The circumstances of his death had been unusual. Although the press had reported the sensationally public death, reading between the lines I’d known more had been going on.
“He’d been engaging in serious risk-taking behavior,” Jordan said.
I laughed. Didn’t we all?
“His addiction to adrenaline was magnified by the effects of this drug. He literally took outrageous chances outside the realm of even his previous danger level.” Zeke paced around the room.
“Hello. Anyone who works in the espionage business is an adrenaline junkie.”
We stood in the foyer, Zeke off to the side, Jordan trying to make his posture as intimidating as possible.
“What will it take to convince you that this is in your best interests?” Jordan asked softly.
“Nothing,” I said. “If I go to the NSA my safety will be compromised.”
“No.”
“Yes,” I said emphatically. “Besides. Who’s to say they didn’t set me up in the first place?”
The sound of Linkin’ Park blared in the tiny alcove. We all jumped.
Zeke’s cell.
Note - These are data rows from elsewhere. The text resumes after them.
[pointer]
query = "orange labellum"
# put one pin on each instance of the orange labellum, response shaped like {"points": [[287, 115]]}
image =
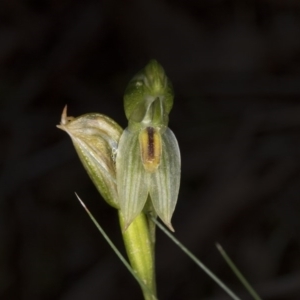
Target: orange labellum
{"points": [[150, 147]]}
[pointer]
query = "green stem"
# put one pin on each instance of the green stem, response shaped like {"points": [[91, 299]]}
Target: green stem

He checked the display. “It’s Jamie.”
He stepped away to take the call, and all I could think about was GPS locators and wonder if this was the set up and they would take me in against my will.
I wouldn’t be able to fight them off.
“I need to go.” I appealed to Jordan, hoping he could do this last thing for me. “You found me. You delivered the information. I’m okay.”
“Fine.”
I relaxed momentarily. He was letting me go. Except, this was Jordan. I needed to consider what other angle he might be working.
“No following me.”
“No following.” He agreed.
I should be pleased, but the wash of disappointment was stronger and more intense than I’d expected.
“We both go,” he said.
The disappointment evaporated. “Alone.”
“Either we go together or you don’t get out of this hotel room.”
Resolutely I stiffened my spine. “Alone.”
“Not happening.”
Stalemate.
I leaned in closer and the slight scent of his lunch and the smell of his shampoo suddenly overwhelmed me.
God. The citrus-y odor from his hair surged through my senses, knocking into me like a tidal wave.
I couldn’t stand it.
Nausea welled uncontrollably. I ran for the tiny bathroom, arriving at the toilet just in time to expel the lovely soup I’d just consumed.
Over the sound of my vomiting, I heard Zeke say, “Are you fucking kidding me?”
TWENTY-ONE
Jordan hovered behind Staci, watching her spew her guts out.
He brushed the hair back from her face with one hand and grabbed a dry wash cloth with the other, trying to quell his own stomach as she threw up.
Turning on the hot water, quickly he dampened the cloth, then squeezed out the excess water. A myriad of emotions swirled through him as he tried to objectively observe her on the floor.
She looked...fragile.
Unlike the warrior woman he’d known before.
This bundle of bones and bravado was so far removed from his Staci he had trouble reconciling the two as the same woman.
He gently rubbed the warm cloth over her face. Her lashes lay like dark blond crescents against her splotchy skin. Tenderly he wiped at her mouth. “Okay?”